A few years ago, I made note of Peter Thiel’s showboating program to give young folks a cool hundred grand if they dropped out of college to pursue their dreams. This scheme, cooked up by a Stanford graduate, a venture capitalist and hedge-fund manager, was in transparent alignment with various neoliberal schemes cooked up to denigrate and weaken and ultimately destroy higher education by the simplest of strategies: under the guise of reform, simply gut the system in question–all the better to pick at its scraps. (c.f. charter schools, which aim to reform the public school system by getting rid of it.) From that stance, a straight line can be drawn to Thiel’s donation of 1.25 million dollars to the Donald Trump campaign; one of the hallmarks of fascism, after all, is disdain for education. Or rather, for anything that could possibly generate critical inquiry of any sort. As the New York Times’ source said, “the investor feels the country needs fixing, and Mr. Trump can do it.” That’s certainly one way to ‘fix’ a problem; you get rid of the entity afflicted by the problem. In this case, the American republic.
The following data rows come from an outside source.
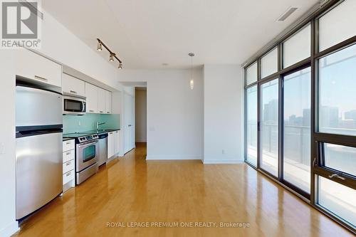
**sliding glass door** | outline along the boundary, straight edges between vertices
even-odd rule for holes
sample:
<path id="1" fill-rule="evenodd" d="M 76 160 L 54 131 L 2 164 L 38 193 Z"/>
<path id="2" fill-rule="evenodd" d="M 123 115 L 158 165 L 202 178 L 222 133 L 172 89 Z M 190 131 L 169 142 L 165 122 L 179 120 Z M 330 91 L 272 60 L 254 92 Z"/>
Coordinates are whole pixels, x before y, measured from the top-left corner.
<path id="1" fill-rule="evenodd" d="M 261 85 L 261 163 L 264 171 L 278 177 L 278 79 Z"/>
<path id="2" fill-rule="evenodd" d="M 283 78 L 283 179 L 310 192 L 310 68 Z"/>
<path id="3" fill-rule="evenodd" d="M 257 85 L 246 90 L 246 161 L 257 167 Z"/>
<path id="4" fill-rule="evenodd" d="M 246 162 L 352 231 L 355 9 L 326 1 L 245 67 Z"/>

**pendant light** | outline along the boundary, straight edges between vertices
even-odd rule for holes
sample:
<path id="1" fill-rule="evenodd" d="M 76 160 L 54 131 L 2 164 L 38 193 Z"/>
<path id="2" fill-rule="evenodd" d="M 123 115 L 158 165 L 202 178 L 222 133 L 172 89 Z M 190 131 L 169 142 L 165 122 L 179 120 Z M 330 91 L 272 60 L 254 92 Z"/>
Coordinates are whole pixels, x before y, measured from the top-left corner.
<path id="1" fill-rule="evenodd" d="M 194 88 L 194 80 L 193 78 L 193 57 L 195 56 L 194 53 L 188 53 L 191 58 L 191 63 L 192 63 L 192 67 L 190 68 L 190 80 L 189 80 L 189 85 L 190 85 L 190 90 L 193 90 Z"/>

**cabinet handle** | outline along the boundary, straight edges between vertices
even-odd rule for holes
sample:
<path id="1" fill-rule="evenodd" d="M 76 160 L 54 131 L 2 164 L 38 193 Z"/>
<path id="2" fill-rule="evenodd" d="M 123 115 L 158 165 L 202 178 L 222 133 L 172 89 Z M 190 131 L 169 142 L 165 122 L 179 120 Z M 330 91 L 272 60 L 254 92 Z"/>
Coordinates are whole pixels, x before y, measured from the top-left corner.
<path id="1" fill-rule="evenodd" d="M 39 77 L 39 76 L 36 75 L 35 75 L 35 79 L 41 80 L 43 80 L 43 81 L 45 81 L 45 82 L 48 82 L 48 79 L 46 79 L 46 78 L 41 78 L 41 77 Z"/>
<path id="2" fill-rule="evenodd" d="M 337 178 L 337 179 L 341 179 L 341 180 L 346 180 L 346 179 L 345 179 L 345 178 L 344 178 L 344 177 L 341 177 L 341 176 L 338 175 L 337 174 L 331 174 L 331 175 L 329 175 L 329 178 L 330 178 L 330 179 L 333 179 L 333 178 L 334 178 L 334 177 Z"/>

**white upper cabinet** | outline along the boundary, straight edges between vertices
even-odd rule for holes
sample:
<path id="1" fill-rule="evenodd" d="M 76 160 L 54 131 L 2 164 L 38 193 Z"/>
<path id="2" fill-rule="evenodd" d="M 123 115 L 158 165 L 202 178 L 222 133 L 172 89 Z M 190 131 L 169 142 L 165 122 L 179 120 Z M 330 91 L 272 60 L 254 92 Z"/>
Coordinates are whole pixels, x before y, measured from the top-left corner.
<path id="1" fill-rule="evenodd" d="M 105 101 L 106 101 L 106 90 L 98 88 L 99 98 L 98 101 L 98 112 L 100 114 L 106 113 Z"/>
<path id="2" fill-rule="evenodd" d="M 71 75 L 63 73 L 62 75 L 62 90 L 73 95 L 85 96 L 85 83 Z"/>
<path id="3" fill-rule="evenodd" d="M 16 75 L 62 86 L 62 65 L 26 49 L 16 51 Z"/>
<path id="4" fill-rule="evenodd" d="M 98 89 L 99 88 L 85 83 L 85 96 L 87 98 L 87 112 L 98 112 Z"/>
<path id="5" fill-rule="evenodd" d="M 111 92 L 105 90 L 105 110 L 107 114 L 111 114 Z"/>

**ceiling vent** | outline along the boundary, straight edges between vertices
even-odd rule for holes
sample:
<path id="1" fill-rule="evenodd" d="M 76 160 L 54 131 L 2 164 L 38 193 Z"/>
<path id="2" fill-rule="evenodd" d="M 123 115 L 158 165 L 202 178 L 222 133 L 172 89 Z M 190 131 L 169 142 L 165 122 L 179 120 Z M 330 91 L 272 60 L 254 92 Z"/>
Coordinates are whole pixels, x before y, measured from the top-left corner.
<path id="1" fill-rule="evenodd" d="M 286 11 L 282 16 L 281 16 L 278 19 L 277 22 L 283 22 L 286 21 L 287 18 L 288 18 L 291 14 L 294 13 L 294 11 L 298 10 L 298 7 L 296 6 L 290 6 L 289 7 L 287 11 Z"/>

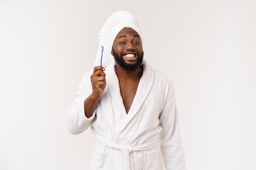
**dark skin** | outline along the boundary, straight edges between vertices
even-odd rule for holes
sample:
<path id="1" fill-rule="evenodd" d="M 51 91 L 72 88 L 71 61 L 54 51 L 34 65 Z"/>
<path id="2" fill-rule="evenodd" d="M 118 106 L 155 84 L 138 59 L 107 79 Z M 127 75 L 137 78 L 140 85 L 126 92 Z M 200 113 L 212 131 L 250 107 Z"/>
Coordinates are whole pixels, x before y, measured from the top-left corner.
<path id="1" fill-rule="evenodd" d="M 141 40 L 138 33 L 128 28 L 122 29 L 117 35 L 113 44 L 113 49 L 129 64 L 135 64 L 143 51 Z M 113 55 L 112 52 L 111 54 Z M 128 113 L 136 93 L 137 88 L 143 72 L 143 67 L 135 71 L 123 69 L 116 62 L 116 73 L 119 80 L 121 95 L 126 113 Z M 89 118 L 96 108 L 98 102 L 106 86 L 105 68 L 98 66 L 94 67 L 91 76 L 92 88 L 92 94 L 84 102 L 85 116 Z M 101 76 L 99 76 L 99 75 Z"/>

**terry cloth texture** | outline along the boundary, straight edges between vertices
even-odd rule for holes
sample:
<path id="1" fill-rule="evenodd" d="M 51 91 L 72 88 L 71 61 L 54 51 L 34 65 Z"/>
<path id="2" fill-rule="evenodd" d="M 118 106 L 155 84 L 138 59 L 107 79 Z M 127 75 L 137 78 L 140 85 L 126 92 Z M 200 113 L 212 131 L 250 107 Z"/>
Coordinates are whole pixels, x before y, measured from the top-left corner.
<path id="1" fill-rule="evenodd" d="M 102 66 L 107 66 L 114 60 L 111 54 L 114 40 L 118 33 L 124 28 L 130 28 L 136 31 L 139 35 L 142 42 L 139 24 L 134 16 L 130 12 L 124 11 L 114 13 L 108 18 L 99 33 L 99 45 L 94 63 L 94 67 L 100 65 L 101 46 L 104 47 Z"/>

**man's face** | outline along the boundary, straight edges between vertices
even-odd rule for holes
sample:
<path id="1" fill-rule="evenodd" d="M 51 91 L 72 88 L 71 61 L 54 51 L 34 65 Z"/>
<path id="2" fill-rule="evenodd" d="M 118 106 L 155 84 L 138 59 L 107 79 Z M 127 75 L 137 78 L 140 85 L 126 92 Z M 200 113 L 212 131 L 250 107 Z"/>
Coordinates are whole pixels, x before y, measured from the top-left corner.
<path id="1" fill-rule="evenodd" d="M 143 51 L 139 35 L 131 28 L 122 29 L 115 39 L 111 54 L 117 64 L 126 71 L 134 71 L 140 68 Z"/>

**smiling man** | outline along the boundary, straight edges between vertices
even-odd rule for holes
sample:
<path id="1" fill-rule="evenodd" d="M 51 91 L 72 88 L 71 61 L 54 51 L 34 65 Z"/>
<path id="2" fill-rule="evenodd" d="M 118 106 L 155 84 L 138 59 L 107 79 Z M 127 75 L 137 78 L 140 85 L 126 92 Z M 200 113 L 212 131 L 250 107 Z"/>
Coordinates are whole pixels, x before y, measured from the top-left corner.
<path id="1" fill-rule="evenodd" d="M 143 59 L 134 16 L 114 13 L 99 38 L 103 66 L 97 57 L 66 115 L 72 134 L 95 135 L 89 169 L 186 170 L 173 86 Z"/>

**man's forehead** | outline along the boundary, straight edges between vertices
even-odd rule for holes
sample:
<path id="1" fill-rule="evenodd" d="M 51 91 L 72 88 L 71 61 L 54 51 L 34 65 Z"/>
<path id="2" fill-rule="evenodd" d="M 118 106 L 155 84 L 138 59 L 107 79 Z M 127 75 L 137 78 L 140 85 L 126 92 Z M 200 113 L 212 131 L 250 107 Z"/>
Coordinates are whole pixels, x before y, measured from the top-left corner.
<path id="1" fill-rule="evenodd" d="M 124 28 L 122 29 L 117 35 L 116 38 L 120 38 L 126 37 L 127 34 L 133 34 L 133 36 L 140 38 L 139 35 L 137 32 L 133 29 L 130 28 Z"/>

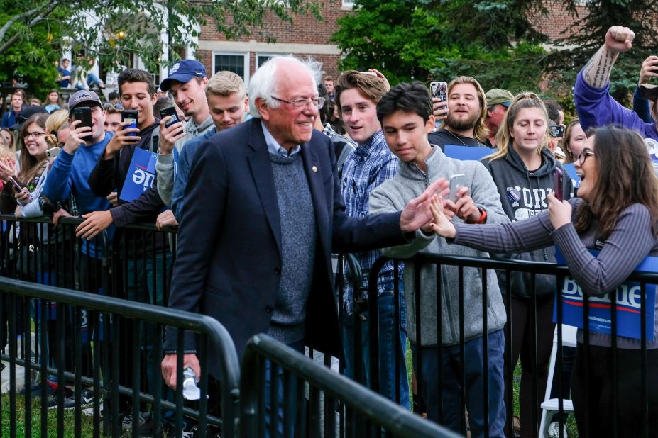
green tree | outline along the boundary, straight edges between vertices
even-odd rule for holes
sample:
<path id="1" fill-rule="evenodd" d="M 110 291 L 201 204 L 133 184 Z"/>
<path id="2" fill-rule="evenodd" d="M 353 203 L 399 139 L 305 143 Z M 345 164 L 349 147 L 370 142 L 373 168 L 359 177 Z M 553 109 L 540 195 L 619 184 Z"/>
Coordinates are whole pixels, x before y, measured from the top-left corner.
<path id="1" fill-rule="evenodd" d="M 3 61 L 16 57 L 12 65 L 23 69 L 14 73 L 7 67 L 0 74 L 23 74 L 31 88 L 39 80 L 28 71 L 37 69 L 30 62 L 40 62 L 50 72 L 58 57 L 53 58 L 53 54 L 65 47 L 98 57 L 106 65 L 115 60 L 128 64 L 137 55 L 148 69 L 156 71 L 163 61 L 165 46 L 170 46 L 170 59 L 164 60 L 172 62 L 177 56 L 175 48 L 194 47 L 201 26 L 210 21 L 229 38 L 249 35 L 250 28 L 257 28 L 270 40 L 261 26 L 268 11 L 288 23 L 297 14 L 320 18 L 318 5 L 303 0 L 0 0 L 0 57 Z M 163 32 L 169 37 L 164 44 Z M 28 52 L 33 49 L 38 50 Z M 54 85 L 52 74 L 42 72 L 43 81 Z"/>

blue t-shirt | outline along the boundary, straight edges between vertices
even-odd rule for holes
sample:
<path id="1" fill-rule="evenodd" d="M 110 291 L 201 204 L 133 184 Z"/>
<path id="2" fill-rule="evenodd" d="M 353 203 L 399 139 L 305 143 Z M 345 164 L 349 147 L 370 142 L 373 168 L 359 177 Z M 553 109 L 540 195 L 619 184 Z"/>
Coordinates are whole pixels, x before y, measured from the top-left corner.
<path id="1" fill-rule="evenodd" d="M 62 69 L 61 67 L 57 67 L 57 72 L 59 73 L 61 76 L 71 76 L 71 72 L 67 70 L 66 69 Z M 63 81 L 60 81 L 57 84 L 60 84 L 60 86 L 62 88 L 68 88 L 69 84 L 70 83 L 70 79 L 64 79 Z"/>
<path id="2" fill-rule="evenodd" d="M 194 155 L 201 144 L 214 135 L 216 132 L 217 128 L 213 126 L 203 135 L 185 143 L 180 150 L 178 156 L 178 167 L 174 179 L 174 191 L 171 196 L 171 210 L 179 222 L 185 205 L 183 202 L 183 195 L 185 194 L 185 186 L 187 185 L 187 179 L 190 177 L 190 167 L 192 166 Z"/>
<path id="3" fill-rule="evenodd" d="M 64 201 L 72 195 L 81 215 L 109 210 L 109 201 L 104 197 L 94 195 L 88 180 L 92 171 L 96 167 L 99 157 L 113 136 L 114 133 L 105 133 L 105 138 L 102 141 L 89 146 L 81 145 L 74 154 L 62 150 L 48 172 L 48 179 L 43 185 L 43 195 L 51 202 Z M 109 244 L 114 232 L 114 226 L 108 228 L 106 232 Z M 99 245 L 97 250 L 101 251 L 102 237 L 99 235 L 98 239 Z M 82 252 L 91 257 L 94 257 L 97 251 L 93 242 L 94 240 L 89 242 L 88 250 L 87 241 L 82 245 Z"/>

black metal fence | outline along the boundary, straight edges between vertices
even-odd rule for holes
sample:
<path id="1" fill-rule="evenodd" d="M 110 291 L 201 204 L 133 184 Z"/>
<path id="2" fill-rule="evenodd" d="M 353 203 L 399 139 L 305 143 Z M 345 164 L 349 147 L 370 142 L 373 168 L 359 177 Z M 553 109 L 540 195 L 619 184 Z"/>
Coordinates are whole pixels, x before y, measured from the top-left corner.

We should keep Thiel in mind whenever we evaluate an anti-public education stance. The undermining of public education is not an innocent bid to ‘restore’ quality; it is a malignant bid to replace public education with a horde of shrieking rent-seekers: the armies of educational consultants and charter operators lurk among them. Folks like Thiel are common in the business world; they attain success in one narrow field, and then they imagine that the tool they have acquired–the corporate vision, with its particular incentive schemes, its understanding of human relations and their monetizations–can then be successfully exported to all domains. In Thiel’s case, first it was public education, then it was the country. Soon he will have a scheme for curing cancer and for bringing peace to our troubled world. Corporate ‘leaders’ and ‘innovators’ imagine they are sneering at the conventional niceties which up prop hidebound domains of human endeavor and infusing them with radically new paradigms–in the form of their own conventionally acquired, cliché ridden, wisdom. Unsurprisingly most of these corporate-to-country-to-world schemes are cooked up by the graduates of private schools, which have provided a comfortable insulating layer from the realities of most folks’ lives.
Thiel embodies the worst kind of educated philistine, the kind Nietzsche worried about and warned against: they possess education in the formal sense–Thiel does have a pair of degrees in engineering and law–but they show little cultural or intellectual sophistication, and their thin patina of education equips them with a dangerous assurance that they could clean up any mess, solve any problem, so long as quaint notions such as the collective interest or social constraints like civil liberties were shoved out of their way. They have grown up imagining they have bent the world to their will; they now seek new territories to conquer. As part of a fascist brigade, if necessary.